In this case, the supplier couldn’t understand why a reverse auction event that was centred on delivering savings, wasn’t just awarding business on the supplier offering the best value from the eAuction alone.
In the CIPS guide to eAuctions its research highlights: “60% of buyer auctions are awarded to incumbent suppliers with only 22% of these suppliers reported having won an auction on price alone.” Although this can be understandably frustrating on the point of new suppliers, it’s also important to consider the bigger picture, that there might be larger implications (and costs) when changing suppliers.
However, is the fact that your competitors have an advantage, a good enough reason to decide to not take part? After all…..
“More business is lost every year through neglect than through any other cause.”
Rose Fitzgerald Kennedy
Auctions can be weighted to include quality as a measure factor in deciding the value of one commodity in comparison with another. In addition, many incumbent suppliers may be suffering from rising costs or market changes that influence their ability to offer a competitive price.
While for hosts, eAuctions bring many benefits to table. They are quicker, more efficient, centralise information and bring greater transparency to suppliers than traditional sealed RFQ’s or face to face negotiations. In fact, they’ve also been claimed to improve supplier relationships (iAdapt research from UWE).

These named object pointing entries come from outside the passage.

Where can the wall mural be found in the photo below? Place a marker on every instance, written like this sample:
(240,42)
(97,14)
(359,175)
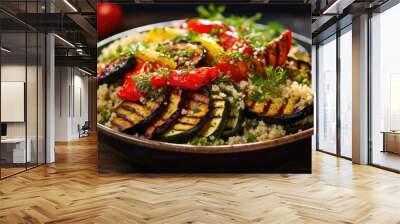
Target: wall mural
(204,88)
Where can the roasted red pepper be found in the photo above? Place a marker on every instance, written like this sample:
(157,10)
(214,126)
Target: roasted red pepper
(158,81)
(203,26)
(194,79)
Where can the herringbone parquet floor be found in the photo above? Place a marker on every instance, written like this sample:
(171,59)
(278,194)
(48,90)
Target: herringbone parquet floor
(71,191)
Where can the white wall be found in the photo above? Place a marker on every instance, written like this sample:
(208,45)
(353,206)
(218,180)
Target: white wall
(71,102)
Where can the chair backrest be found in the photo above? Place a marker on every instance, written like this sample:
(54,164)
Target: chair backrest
(86,125)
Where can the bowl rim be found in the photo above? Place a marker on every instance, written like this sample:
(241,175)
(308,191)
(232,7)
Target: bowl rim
(187,148)
(218,149)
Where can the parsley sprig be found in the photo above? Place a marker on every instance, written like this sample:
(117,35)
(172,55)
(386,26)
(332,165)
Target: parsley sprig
(268,84)
(257,35)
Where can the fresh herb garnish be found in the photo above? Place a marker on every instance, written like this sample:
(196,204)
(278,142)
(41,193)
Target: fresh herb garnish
(267,85)
(143,83)
(250,137)
(196,109)
(257,35)
(236,55)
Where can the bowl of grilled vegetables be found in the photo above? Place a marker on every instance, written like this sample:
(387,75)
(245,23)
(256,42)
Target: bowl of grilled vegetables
(205,85)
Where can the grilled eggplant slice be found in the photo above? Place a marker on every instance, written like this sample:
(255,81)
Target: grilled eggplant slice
(303,124)
(220,115)
(132,117)
(235,122)
(194,116)
(114,70)
(278,111)
(168,117)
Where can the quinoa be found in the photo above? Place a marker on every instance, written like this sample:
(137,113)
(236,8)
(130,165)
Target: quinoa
(255,131)
(300,91)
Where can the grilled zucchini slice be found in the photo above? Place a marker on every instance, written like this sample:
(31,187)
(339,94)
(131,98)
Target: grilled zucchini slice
(131,117)
(235,122)
(114,70)
(194,116)
(278,110)
(169,117)
(220,115)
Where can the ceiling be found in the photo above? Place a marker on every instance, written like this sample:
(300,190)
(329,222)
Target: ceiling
(72,20)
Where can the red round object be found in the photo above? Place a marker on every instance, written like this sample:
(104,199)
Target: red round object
(109,19)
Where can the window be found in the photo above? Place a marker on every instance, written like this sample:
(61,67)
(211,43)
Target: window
(326,102)
(346,92)
(385,86)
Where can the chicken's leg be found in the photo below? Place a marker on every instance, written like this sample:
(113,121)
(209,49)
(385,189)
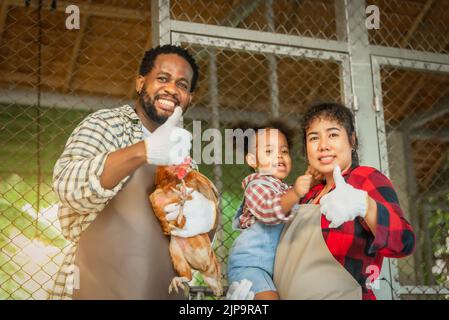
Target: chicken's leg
(181,266)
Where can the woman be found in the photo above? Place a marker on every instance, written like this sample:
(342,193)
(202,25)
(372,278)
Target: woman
(334,247)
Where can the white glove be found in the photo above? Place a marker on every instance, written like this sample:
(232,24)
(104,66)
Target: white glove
(344,203)
(240,291)
(199,213)
(169,144)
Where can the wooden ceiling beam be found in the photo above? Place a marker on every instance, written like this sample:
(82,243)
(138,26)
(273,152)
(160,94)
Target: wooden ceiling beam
(417,21)
(426,134)
(438,110)
(76,49)
(99,10)
(3,16)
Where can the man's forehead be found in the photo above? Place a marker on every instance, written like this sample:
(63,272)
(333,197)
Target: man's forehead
(173,64)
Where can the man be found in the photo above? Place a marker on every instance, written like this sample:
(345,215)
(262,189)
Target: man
(103,179)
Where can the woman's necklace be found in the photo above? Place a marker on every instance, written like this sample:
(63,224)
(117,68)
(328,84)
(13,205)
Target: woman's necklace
(322,193)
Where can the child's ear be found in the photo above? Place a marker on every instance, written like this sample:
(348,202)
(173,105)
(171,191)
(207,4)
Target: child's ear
(251,160)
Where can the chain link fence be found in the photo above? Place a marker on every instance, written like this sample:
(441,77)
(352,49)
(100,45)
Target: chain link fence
(53,77)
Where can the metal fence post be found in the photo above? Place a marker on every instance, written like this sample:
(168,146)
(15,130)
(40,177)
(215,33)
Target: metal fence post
(160,22)
(362,86)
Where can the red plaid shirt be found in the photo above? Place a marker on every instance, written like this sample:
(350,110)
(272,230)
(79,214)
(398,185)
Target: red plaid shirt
(353,244)
(263,200)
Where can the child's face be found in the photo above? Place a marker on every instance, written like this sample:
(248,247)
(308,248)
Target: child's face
(273,155)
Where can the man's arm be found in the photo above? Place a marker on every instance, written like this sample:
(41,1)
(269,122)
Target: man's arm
(121,163)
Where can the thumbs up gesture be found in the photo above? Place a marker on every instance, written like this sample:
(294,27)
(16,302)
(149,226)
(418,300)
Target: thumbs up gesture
(344,203)
(169,144)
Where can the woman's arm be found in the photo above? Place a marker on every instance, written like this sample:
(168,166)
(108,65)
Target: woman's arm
(393,234)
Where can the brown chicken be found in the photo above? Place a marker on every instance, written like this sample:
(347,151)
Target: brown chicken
(192,253)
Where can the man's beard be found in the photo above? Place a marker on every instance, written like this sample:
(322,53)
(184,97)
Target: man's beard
(150,109)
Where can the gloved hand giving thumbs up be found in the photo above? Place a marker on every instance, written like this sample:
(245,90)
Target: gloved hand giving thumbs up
(344,203)
(169,144)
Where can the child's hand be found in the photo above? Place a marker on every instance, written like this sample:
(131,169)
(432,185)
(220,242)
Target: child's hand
(303,185)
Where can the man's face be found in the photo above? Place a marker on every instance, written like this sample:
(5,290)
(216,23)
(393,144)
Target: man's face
(165,87)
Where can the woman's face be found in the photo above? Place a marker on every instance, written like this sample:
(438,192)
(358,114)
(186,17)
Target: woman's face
(327,145)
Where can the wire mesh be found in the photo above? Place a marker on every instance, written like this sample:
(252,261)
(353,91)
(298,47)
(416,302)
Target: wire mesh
(419,25)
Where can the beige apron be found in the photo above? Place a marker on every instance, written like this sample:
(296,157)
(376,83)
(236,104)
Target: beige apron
(304,268)
(123,253)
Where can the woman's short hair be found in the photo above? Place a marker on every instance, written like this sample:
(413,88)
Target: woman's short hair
(336,112)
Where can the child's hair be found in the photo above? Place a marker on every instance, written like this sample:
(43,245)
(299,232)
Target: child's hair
(272,123)
(336,112)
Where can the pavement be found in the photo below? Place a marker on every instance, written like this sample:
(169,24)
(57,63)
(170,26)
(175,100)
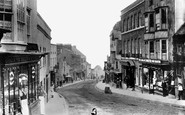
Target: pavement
(57,105)
(138,94)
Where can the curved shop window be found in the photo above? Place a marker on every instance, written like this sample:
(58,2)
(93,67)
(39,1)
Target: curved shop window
(18,87)
(11,101)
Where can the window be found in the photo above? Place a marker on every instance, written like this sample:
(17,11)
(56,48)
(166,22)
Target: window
(158,49)
(20,30)
(139,46)
(151,46)
(133,46)
(146,23)
(151,20)
(179,49)
(150,2)
(124,25)
(139,19)
(158,21)
(132,23)
(163,46)
(146,48)
(127,24)
(28,21)
(116,64)
(135,20)
(161,18)
(136,46)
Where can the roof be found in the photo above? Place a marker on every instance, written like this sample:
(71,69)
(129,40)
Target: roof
(134,4)
(23,53)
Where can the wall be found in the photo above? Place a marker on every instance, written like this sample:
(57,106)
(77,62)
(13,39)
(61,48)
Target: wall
(43,41)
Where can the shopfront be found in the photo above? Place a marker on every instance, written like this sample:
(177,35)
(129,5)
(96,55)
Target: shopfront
(18,82)
(155,73)
(128,70)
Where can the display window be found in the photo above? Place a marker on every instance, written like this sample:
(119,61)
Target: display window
(18,83)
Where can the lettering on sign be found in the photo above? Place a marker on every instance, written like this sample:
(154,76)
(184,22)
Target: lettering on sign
(150,61)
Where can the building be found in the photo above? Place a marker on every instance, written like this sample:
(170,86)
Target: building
(43,41)
(132,35)
(152,32)
(162,20)
(53,63)
(98,72)
(115,54)
(88,69)
(69,56)
(19,56)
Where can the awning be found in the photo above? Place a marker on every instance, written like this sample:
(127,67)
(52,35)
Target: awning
(127,62)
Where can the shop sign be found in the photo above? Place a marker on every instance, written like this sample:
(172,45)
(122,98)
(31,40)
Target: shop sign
(20,59)
(150,61)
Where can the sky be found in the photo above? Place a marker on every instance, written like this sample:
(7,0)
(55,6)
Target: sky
(85,24)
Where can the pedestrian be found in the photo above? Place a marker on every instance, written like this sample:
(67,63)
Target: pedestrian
(94,111)
(180,89)
(164,86)
(127,81)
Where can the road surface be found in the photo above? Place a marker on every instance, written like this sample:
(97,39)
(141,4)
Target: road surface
(84,96)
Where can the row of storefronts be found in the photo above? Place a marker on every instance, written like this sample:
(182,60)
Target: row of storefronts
(19,89)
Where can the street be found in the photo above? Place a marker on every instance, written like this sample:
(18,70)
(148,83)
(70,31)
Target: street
(83,97)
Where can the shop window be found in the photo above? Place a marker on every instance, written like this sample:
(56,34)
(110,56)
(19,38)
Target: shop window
(151,46)
(163,46)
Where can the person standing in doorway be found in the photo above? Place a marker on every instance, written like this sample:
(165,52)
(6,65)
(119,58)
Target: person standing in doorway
(180,88)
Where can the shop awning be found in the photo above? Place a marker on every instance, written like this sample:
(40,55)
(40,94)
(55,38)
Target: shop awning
(127,62)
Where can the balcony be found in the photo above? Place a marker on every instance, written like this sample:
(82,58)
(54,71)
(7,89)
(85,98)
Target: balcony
(6,25)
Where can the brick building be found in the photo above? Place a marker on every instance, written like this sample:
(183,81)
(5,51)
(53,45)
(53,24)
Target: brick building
(132,35)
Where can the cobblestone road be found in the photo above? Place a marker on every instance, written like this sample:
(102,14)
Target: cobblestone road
(82,97)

In fact, we’ve received lots of positive feedback from suppliers that enjoy a process in which they can obtain immediate notification on their position for winning the business. Whilst, if the price negotiation was with face to face discussions, it is likely that the specification wouldn’t be as tight as in an eSourcing result that would be detrimental in obtaining the best value bids from suppliers.
In essence, we believe that eAuctions are a hugely effective method for negotiating. Both hosts and suppliers gain from the evident strengths of the tender process, whilst the fact that it’s a highly successful method for reaching market price might put off some suppliers. We believe it also makes it the best method for suppliers and hosts to reach the very best deal for themselves and each other.